Clothing and Conditions
There are two types of repetitive stress that can cause bursitis, repetitive motion and constant, excessive pressure on a joint. Restrictive clothing that puts constant pressure on a joint or conditions that affect your posture and apply continuous pressure on your body can cause bursitis just as surely as ten hours of tennis a day.
The most common form of bursitis caused by restrictive clothing is a bunion. If your shoes are too tight at the toes the bug toe may be constantly pushed inward. This can irritate the bursa sac at the big toe's knuckle resulting in a painful and tender "growth" on the outside of the big toe knuckle. This is often actually just an inflamed bursa sac.

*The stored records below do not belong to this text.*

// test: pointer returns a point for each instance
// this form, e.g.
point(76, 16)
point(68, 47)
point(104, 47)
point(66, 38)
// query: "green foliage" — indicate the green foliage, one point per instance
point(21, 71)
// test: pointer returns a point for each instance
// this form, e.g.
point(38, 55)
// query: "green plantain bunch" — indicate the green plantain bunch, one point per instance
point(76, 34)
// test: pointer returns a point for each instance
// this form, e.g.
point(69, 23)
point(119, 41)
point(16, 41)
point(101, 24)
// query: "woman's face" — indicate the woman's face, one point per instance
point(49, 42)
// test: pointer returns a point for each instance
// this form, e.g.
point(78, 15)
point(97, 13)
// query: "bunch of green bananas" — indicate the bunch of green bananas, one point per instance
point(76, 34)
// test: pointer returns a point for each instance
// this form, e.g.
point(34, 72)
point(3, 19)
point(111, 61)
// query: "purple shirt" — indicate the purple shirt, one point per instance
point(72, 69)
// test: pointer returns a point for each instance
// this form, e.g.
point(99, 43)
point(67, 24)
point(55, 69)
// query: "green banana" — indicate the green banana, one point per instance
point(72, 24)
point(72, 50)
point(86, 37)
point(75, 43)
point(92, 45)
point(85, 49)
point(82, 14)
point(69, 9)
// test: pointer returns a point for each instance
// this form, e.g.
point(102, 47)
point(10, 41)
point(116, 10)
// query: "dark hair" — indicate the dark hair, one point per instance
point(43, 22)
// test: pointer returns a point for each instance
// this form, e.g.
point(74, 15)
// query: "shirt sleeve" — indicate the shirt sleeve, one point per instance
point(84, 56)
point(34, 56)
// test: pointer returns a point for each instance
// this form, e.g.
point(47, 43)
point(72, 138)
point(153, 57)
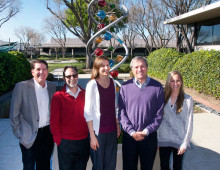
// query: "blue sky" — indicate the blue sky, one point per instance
point(32, 15)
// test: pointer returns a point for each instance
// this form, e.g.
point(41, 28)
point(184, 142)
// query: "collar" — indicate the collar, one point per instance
point(139, 84)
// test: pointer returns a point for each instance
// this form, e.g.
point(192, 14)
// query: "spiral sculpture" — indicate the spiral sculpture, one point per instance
point(102, 29)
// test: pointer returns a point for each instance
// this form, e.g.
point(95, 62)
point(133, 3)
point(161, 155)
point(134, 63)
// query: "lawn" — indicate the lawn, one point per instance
point(53, 66)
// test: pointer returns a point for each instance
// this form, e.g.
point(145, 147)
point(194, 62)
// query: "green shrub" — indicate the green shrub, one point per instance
point(161, 62)
point(201, 71)
point(125, 70)
point(14, 67)
point(50, 77)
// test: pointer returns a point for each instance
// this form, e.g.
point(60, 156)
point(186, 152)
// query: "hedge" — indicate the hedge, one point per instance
point(13, 68)
point(200, 69)
point(161, 62)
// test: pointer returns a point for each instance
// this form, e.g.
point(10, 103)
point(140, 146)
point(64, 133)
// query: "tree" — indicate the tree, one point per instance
point(8, 9)
point(30, 39)
point(57, 31)
point(129, 35)
point(73, 14)
point(146, 17)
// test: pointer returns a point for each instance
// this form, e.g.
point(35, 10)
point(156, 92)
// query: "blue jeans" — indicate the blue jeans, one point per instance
point(40, 152)
point(165, 153)
point(104, 158)
point(145, 149)
point(73, 154)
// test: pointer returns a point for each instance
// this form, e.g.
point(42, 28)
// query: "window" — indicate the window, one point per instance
point(208, 35)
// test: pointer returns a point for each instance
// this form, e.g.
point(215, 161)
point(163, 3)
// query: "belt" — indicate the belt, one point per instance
point(44, 127)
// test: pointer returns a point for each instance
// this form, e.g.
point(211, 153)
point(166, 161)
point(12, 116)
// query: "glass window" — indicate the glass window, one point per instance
point(204, 35)
point(216, 34)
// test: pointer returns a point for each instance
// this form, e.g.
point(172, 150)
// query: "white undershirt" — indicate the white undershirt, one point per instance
point(71, 93)
point(42, 103)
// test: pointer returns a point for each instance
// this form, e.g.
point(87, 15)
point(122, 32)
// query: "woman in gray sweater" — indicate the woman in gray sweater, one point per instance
point(175, 131)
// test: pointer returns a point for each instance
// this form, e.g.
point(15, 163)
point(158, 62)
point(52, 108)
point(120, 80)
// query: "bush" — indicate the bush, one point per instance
point(14, 67)
point(50, 77)
point(125, 70)
point(201, 71)
point(161, 62)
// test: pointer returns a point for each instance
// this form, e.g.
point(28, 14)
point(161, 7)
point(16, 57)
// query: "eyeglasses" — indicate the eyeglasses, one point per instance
point(74, 76)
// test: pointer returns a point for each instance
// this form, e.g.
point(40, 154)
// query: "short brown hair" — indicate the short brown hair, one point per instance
point(96, 66)
point(38, 61)
point(72, 67)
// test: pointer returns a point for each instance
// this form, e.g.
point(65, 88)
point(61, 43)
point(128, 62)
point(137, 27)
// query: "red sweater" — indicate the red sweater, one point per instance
point(67, 116)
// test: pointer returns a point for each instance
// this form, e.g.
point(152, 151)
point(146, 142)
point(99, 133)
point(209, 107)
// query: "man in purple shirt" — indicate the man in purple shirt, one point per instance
point(141, 103)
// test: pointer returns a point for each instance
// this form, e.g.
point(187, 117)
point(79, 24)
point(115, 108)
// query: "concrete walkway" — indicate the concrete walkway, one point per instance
point(203, 155)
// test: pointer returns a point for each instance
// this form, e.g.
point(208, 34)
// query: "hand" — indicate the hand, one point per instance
point(118, 130)
point(181, 151)
point(138, 136)
point(94, 144)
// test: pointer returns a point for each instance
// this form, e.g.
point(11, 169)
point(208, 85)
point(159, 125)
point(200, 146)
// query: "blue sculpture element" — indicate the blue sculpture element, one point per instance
point(101, 14)
point(111, 62)
point(107, 36)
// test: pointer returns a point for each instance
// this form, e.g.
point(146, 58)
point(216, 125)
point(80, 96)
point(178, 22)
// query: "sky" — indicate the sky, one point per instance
point(32, 14)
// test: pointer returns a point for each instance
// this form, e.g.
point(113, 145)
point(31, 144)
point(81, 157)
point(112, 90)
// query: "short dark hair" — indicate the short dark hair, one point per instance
point(138, 58)
point(38, 61)
point(72, 67)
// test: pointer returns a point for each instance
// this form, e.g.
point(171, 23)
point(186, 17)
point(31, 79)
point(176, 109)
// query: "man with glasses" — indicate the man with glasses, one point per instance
point(68, 125)
point(30, 117)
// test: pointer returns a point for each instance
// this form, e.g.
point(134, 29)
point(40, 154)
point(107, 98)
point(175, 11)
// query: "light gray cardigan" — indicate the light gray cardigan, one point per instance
point(176, 129)
point(92, 105)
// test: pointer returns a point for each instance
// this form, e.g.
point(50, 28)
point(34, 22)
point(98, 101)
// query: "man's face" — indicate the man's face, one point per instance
point(40, 73)
point(139, 70)
point(71, 78)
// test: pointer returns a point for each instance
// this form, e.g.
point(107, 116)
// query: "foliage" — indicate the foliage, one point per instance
point(50, 77)
point(13, 68)
point(200, 69)
point(161, 62)
point(124, 70)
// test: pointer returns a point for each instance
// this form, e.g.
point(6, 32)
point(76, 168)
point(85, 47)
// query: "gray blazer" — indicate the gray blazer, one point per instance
point(24, 114)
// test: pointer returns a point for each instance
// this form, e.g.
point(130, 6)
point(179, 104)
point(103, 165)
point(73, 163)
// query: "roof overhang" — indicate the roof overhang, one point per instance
point(199, 15)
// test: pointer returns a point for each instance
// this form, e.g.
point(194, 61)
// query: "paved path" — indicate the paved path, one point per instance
point(203, 155)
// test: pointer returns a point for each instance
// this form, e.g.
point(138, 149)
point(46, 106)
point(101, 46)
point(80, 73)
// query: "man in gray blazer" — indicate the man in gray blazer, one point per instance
point(30, 117)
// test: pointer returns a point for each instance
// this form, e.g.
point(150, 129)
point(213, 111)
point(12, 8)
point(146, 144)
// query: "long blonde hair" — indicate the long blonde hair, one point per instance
point(168, 90)
point(96, 66)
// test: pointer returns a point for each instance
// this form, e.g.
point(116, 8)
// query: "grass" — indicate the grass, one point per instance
point(53, 66)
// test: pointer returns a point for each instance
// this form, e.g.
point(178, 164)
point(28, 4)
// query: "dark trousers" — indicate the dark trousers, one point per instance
point(145, 149)
point(40, 152)
point(165, 153)
point(104, 158)
point(73, 154)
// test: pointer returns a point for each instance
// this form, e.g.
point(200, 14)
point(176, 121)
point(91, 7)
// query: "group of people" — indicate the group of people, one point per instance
point(85, 123)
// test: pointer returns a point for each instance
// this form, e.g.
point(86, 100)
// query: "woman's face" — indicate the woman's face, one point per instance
point(175, 82)
point(104, 68)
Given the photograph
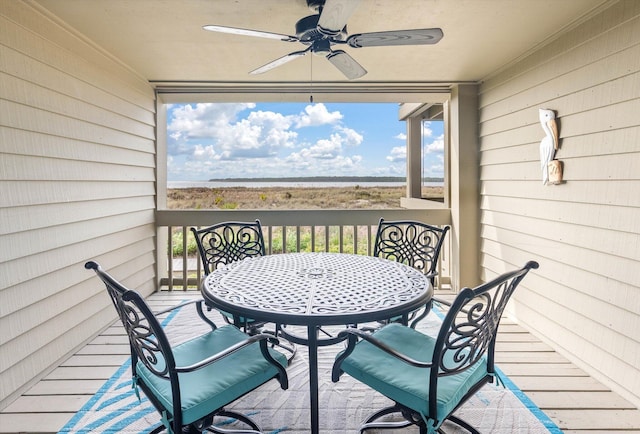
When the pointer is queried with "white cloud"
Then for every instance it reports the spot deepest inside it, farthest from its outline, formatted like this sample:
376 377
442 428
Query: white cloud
426 129
397 153
435 147
315 115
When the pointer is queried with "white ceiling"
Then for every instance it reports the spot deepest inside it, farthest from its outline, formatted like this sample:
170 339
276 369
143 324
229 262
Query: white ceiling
163 40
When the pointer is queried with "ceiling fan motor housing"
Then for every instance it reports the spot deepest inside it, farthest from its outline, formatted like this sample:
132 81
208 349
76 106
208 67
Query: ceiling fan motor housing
307 30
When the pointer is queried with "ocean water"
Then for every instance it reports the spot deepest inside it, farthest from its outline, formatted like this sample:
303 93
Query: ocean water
220 184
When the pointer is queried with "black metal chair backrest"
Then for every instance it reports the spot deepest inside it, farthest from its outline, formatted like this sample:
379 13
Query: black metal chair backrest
410 242
227 242
470 328
149 343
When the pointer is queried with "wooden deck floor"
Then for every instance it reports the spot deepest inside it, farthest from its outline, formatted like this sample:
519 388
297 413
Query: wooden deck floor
573 400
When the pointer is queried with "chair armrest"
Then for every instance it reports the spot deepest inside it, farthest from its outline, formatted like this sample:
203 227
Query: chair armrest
198 302
262 338
353 335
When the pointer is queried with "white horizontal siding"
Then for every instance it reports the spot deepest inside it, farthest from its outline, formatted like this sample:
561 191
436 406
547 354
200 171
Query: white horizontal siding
585 298
77 179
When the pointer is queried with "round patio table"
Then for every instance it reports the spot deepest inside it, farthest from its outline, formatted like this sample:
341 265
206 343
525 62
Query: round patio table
315 290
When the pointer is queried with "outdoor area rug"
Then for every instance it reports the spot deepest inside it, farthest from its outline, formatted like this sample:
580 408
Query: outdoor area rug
115 408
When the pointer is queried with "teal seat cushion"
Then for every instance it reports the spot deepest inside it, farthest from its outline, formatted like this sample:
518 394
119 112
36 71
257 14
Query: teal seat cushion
405 384
217 384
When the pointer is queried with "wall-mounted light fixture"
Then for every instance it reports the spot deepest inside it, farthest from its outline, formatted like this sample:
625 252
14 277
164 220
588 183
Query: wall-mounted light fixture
551 168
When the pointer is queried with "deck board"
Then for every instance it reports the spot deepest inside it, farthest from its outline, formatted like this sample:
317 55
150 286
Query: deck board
577 403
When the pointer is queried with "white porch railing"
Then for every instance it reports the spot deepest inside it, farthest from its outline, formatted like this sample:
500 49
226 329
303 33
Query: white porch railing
346 231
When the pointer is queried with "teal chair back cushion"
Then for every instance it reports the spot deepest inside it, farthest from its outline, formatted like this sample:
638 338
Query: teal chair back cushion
217 384
409 385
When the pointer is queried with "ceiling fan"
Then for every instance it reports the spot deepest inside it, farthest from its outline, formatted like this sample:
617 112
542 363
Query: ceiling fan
327 28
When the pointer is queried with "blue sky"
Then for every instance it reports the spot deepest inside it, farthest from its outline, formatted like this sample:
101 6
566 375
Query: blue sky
250 140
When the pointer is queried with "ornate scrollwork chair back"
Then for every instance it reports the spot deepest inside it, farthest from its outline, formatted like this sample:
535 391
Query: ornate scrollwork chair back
413 243
427 377
190 383
228 242
410 242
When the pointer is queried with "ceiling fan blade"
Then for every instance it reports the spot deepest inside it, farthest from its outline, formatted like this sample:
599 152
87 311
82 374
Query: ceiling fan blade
346 64
247 32
281 61
396 37
335 14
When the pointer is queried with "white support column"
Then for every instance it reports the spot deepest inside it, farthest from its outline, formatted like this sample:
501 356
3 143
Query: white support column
414 157
465 187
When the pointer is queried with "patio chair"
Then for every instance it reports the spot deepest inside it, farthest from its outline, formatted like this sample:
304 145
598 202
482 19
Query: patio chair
227 242
190 384
429 378
412 243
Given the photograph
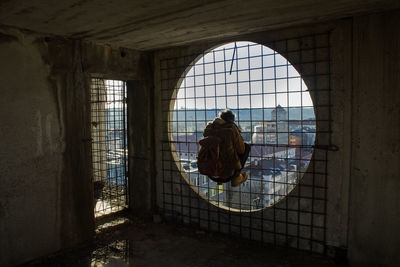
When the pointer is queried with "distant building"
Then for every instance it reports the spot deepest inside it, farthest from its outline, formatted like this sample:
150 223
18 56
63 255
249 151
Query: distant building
280 116
265 133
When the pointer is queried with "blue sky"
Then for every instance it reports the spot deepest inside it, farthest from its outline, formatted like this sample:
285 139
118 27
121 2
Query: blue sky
254 81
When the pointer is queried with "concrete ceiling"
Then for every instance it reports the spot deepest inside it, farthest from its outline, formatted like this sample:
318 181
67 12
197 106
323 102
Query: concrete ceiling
148 25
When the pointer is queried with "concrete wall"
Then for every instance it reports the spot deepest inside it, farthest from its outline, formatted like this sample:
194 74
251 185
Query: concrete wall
375 174
363 209
46 196
338 161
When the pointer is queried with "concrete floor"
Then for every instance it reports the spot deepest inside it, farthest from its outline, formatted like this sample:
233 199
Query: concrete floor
145 243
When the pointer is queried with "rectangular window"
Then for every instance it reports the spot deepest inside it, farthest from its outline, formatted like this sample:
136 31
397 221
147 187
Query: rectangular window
109 145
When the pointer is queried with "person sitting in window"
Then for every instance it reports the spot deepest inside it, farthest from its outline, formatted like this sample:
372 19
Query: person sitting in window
233 150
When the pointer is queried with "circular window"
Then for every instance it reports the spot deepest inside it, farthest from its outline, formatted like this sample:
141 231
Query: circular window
274 111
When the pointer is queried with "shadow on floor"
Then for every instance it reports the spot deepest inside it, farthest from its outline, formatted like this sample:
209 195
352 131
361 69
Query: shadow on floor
139 243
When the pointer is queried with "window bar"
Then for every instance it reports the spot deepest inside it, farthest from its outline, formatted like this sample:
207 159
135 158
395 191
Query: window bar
281 217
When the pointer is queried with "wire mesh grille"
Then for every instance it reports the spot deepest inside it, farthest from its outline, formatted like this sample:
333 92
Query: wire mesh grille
109 145
280 94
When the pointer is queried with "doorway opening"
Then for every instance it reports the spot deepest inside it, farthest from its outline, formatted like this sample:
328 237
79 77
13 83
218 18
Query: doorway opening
109 146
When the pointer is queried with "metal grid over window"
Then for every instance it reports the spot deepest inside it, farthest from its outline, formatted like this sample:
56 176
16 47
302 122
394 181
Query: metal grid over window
280 92
109 145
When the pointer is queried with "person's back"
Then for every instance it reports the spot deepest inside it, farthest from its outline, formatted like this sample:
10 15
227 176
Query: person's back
232 147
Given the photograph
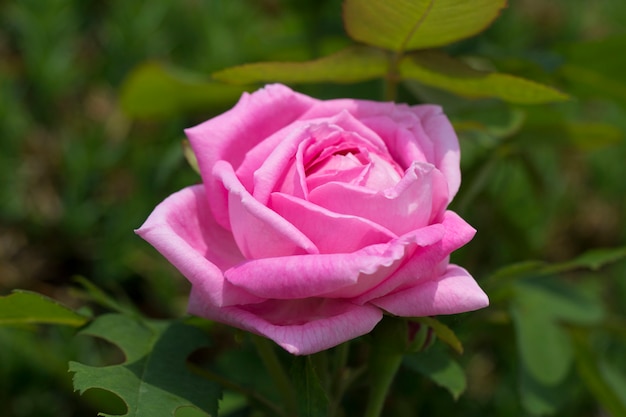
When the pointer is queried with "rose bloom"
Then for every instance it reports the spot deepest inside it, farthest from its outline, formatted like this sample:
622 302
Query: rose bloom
314 218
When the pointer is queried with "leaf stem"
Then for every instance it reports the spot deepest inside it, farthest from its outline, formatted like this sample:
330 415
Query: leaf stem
228 384
277 373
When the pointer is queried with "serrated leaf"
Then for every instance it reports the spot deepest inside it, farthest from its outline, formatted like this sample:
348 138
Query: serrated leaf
440 368
352 64
401 25
436 69
154 90
443 332
153 380
24 307
311 397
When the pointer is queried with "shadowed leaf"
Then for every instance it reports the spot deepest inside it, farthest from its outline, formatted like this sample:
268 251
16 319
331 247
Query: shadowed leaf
439 70
352 64
22 307
401 25
154 379
154 90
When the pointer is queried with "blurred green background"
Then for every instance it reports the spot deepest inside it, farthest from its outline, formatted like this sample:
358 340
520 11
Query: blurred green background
80 168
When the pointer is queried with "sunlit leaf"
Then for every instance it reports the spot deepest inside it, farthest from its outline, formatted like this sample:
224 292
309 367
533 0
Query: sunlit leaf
401 25
22 307
596 68
436 69
352 64
607 389
438 366
153 380
154 90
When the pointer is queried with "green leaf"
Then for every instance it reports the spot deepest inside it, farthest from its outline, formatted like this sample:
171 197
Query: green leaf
153 380
352 64
443 332
311 397
440 368
154 90
190 156
606 388
561 301
23 307
543 345
538 398
401 25
596 68
436 69
593 259
583 136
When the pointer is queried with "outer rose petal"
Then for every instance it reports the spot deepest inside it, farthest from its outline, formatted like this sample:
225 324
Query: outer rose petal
301 327
329 231
182 229
451 293
416 201
259 231
336 275
232 134
426 261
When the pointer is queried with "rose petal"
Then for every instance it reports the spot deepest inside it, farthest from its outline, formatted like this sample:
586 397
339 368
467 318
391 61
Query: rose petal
416 201
329 231
426 261
259 231
429 137
232 134
337 275
301 327
182 229
303 142
451 293
447 154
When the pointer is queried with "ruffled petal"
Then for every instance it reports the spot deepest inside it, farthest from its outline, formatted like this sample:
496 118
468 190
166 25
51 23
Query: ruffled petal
301 327
329 231
447 154
336 275
451 293
232 134
259 231
416 201
182 229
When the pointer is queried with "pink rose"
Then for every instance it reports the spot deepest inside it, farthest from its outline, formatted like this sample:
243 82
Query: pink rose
317 217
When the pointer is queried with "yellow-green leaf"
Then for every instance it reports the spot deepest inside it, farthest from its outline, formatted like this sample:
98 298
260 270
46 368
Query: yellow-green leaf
352 64
31 308
401 25
154 90
436 69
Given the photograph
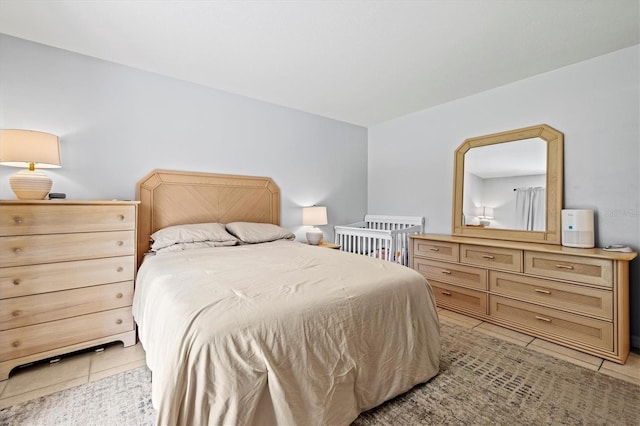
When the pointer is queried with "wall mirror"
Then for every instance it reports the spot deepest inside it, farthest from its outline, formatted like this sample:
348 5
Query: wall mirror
508 186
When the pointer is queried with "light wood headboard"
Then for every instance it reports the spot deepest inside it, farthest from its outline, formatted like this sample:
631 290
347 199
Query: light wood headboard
175 198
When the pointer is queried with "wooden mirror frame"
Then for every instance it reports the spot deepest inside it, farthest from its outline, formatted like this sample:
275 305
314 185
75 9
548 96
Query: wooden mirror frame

Conditions that can lead to bursitis are things like have to hunch over while working in a mine, traveling in confined spaces and things of that nature which hold your joints in awkward and unnatural positions for long periods of time.
Bursitis can be caused by many things. If you avoid repetitive stress and prolonged pressure on joints and are reasonably healthy you may never develop bursitis. However if you do develop bursitis it is beneficial to identify the cause of it for your diagnosis as well as modifying your behavior so you won't get again in the future.